A/N: Merry Christmas/Happy Holidays, everyone! :D

Yeah, I do have plenty more of these in store...


CHAPTER 10: DANCE

Michel Jackson's rhythm beat through Melody's chest. Yet she found no joy in it. She watched her mother move in ways a woman over fifty years shouldn't be able to. Such has always been the case, except recently Mel noticed something disconcerting. The slip-ups in Gray's dance numbers were becoming harder to recover from, more frequent.

The elderly woman laughed, having run into Carlos. Her legs buckled, but Carlos held her up, jesting that she had too much to drink. Nonsense. Gray never consumed alcohol; Carlos knew this.

'She's growing more confused,' thought Mel. Her grip on her medical textbook tightened. 'There must be some way I can help. If I could just—I don't know, become a surgeon, maybe I could…'

Save her? What a radical idea. Yet at the same time plausible. Surgeons in third-world countries tried. With the right knowledge, Mel could too. What other hope did her mother have?

"Melody, why aren't you dancing?"

Melody met Fry's energetic eyes. "Don't feel like it," she said.

"We've danced together almost every night since you were a baby. What do you mean you don't feel like it?"

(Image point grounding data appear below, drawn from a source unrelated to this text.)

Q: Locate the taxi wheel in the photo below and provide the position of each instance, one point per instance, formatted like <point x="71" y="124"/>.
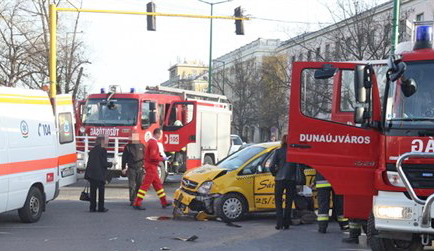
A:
<point x="231" y="207"/>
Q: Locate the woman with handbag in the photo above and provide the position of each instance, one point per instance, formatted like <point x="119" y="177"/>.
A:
<point x="284" y="174"/>
<point x="96" y="172"/>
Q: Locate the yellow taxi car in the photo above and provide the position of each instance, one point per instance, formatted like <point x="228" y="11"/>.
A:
<point x="239" y="184"/>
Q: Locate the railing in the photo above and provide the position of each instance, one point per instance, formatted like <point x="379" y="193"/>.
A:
<point x="426" y="212"/>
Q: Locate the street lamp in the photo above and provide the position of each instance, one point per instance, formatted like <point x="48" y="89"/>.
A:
<point x="224" y="73"/>
<point x="210" y="41"/>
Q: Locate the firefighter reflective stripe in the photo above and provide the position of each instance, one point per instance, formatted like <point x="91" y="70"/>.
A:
<point x="322" y="217"/>
<point x="161" y="193"/>
<point x="342" y="219"/>
<point x="322" y="184"/>
<point x="141" y="194"/>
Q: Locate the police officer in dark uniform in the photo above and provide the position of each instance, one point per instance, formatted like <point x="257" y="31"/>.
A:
<point x="133" y="164"/>
<point x="325" y="190"/>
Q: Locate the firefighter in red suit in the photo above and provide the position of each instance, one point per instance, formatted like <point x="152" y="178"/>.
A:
<point x="152" y="159"/>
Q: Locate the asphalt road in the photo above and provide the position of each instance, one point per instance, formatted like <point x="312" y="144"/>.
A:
<point x="67" y="225"/>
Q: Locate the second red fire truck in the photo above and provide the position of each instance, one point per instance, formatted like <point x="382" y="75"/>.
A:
<point x="369" y="128"/>
<point x="196" y="126"/>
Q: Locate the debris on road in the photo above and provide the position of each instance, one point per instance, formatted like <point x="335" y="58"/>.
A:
<point x="230" y="224"/>
<point x="157" y="218"/>
<point x="191" y="238"/>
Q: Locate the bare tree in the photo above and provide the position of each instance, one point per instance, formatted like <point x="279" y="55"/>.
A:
<point x="24" y="47"/>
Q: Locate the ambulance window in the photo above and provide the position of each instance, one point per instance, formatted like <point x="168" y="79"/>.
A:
<point x="348" y="98"/>
<point x="251" y="167"/>
<point x="66" y="134"/>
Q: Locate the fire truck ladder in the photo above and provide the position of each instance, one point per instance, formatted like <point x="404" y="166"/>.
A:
<point x="189" y="94"/>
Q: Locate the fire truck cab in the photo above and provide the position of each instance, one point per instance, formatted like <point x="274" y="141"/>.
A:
<point x="368" y="127"/>
<point x="196" y="125"/>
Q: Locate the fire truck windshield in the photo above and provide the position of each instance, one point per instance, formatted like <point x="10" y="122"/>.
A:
<point x="417" y="110"/>
<point x="116" y="112"/>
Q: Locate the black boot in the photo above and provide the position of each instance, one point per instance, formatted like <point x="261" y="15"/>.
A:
<point x="322" y="227"/>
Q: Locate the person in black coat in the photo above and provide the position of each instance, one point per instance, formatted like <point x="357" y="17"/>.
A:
<point x="96" y="172"/>
<point x="133" y="164"/>
<point x="284" y="174"/>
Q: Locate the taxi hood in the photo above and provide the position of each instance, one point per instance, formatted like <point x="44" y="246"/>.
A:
<point x="204" y="173"/>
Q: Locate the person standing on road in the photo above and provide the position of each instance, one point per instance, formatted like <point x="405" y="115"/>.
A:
<point x="285" y="174"/>
<point x="325" y="190"/>
<point x="96" y="172"/>
<point x="133" y="164"/>
<point x="152" y="160"/>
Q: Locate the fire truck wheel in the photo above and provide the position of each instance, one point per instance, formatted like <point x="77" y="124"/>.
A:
<point x="33" y="207"/>
<point x="231" y="207"/>
<point x="382" y="244"/>
<point x="162" y="172"/>
<point x="208" y="160"/>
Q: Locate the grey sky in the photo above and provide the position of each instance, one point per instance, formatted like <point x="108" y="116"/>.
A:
<point x="123" y="52"/>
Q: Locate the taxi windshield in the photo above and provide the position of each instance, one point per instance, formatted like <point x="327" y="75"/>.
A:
<point x="416" y="110"/>
<point x="116" y="112"/>
<point x="237" y="159"/>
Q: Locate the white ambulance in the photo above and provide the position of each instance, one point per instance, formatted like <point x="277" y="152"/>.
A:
<point x="37" y="150"/>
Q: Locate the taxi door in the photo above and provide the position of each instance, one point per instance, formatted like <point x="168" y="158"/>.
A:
<point x="264" y="184"/>
<point x="180" y="125"/>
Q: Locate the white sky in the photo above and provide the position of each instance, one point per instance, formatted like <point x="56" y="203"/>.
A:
<point x="123" y="52"/>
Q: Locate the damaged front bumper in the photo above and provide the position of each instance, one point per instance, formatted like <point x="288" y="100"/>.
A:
<point x="188" y="201"/>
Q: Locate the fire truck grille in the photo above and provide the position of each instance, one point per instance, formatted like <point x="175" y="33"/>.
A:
<point x="189" y="184"/>
<point x="419" y="175"/>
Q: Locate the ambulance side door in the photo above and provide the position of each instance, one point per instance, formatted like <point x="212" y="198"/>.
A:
<point x="4" y="177"/>
<point x="264" y="183"/>
<point x="180" y="125"/>
<point x="67" y="152"/>
<point x="345" y="154"/>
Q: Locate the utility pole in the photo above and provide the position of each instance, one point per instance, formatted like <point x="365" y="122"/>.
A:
<point x="395" y="25"/>
<point x="210" y="42"/>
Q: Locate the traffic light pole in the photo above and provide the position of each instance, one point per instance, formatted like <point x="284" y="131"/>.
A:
<point x="395" y="25"/>
<point x="210" y="54"/>
<point x="53" y="10"/>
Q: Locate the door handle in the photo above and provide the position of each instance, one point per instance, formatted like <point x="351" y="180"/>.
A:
<point x="300" y="146"/>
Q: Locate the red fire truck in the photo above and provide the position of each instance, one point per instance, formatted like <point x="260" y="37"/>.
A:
<point x="369" y="128"/>
<point x="196" y="125"/>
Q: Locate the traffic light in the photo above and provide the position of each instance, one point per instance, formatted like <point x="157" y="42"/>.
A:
<point x="151" y="20"/>
<point x="239" y="24"/>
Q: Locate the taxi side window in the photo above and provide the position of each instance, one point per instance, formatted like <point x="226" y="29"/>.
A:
<point x="251" y="167"/>
<point x="267" y="163"/>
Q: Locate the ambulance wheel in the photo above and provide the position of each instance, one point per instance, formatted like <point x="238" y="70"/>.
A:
<point x="231" y="207"/>
<point x="33" y="207"/>
<point x="162" y="172"/>
<point x="208" y="160"/>
<point x="383" y="244"/>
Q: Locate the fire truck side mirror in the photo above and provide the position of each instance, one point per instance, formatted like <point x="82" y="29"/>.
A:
<point x="152" y="117"/>
<point x="359" y="84"/>
<point x="326" y="72"/>
<point x="359" y="115"/>
<point x="408" y="87"/>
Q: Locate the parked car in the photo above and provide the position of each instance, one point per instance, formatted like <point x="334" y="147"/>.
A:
<point x="239" y="184"/>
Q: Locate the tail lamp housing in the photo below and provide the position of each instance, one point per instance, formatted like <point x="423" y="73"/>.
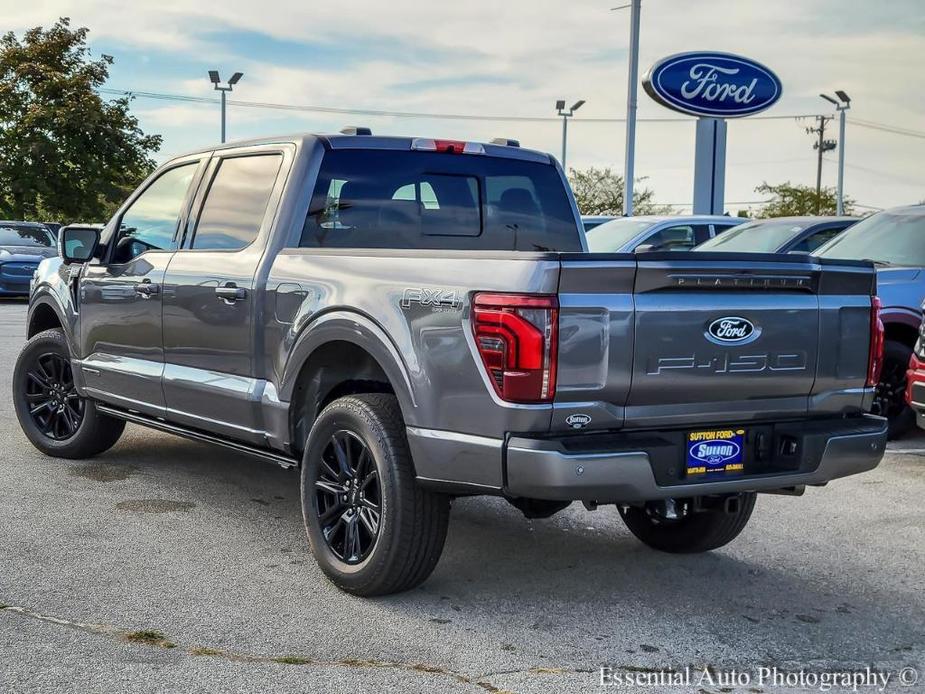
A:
<point x="875" y="355"/>
<point x="517" y="337"/>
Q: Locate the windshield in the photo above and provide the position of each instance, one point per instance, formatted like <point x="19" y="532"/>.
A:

Melody glanced at Gray—just for a second, but long enough that Fry understood. His cracked, puffy lips drew upwards as he leaned down. Then, he pried the textbook away from Melody and chucked it aside.

"Hey!" cried the redhead.

She stepped forward, intent on retrieving the book. Fry blocked her path, so she stepped the opposite way. Again, he blocked her. The preteen glared, jumping left and right like a basketball player in an attempt to pass the tall man. But he seemed intent on keeping her in one place.

"Melly," he started.

"Move, Fry!"

"Mel, will you—Baby, listen! Listen." Fry's grip found Melody's shoulders, gripping them until she stopped struggling and stared upwards. Still, their strong hold wasn't why her eyes felt wet. "I get it, alright?" he asked softly. "Believe me, I do. But if you waste time fretting over what isn't in your control, you'll miss what few good moments are left."

The preteen heaved. While Fry wasn't wrong, that didn't make her feel any better about the matter.

"Don't change this, okay?" The black man looked down with pleading eyes. They made Melody wonder if he was asking for Gray's sake, hers, or his. "Come on," he continued, "dance with us."

Fry lead Melody towards Carlos and Gray. The redhead held onto her mother's hand—so clammy and chapped, it made the redhead feel weighted on the inside. Gray sent a dumb smile while swaying to Jackson's beat, though—one which tempted her daughter into the Moon Walk.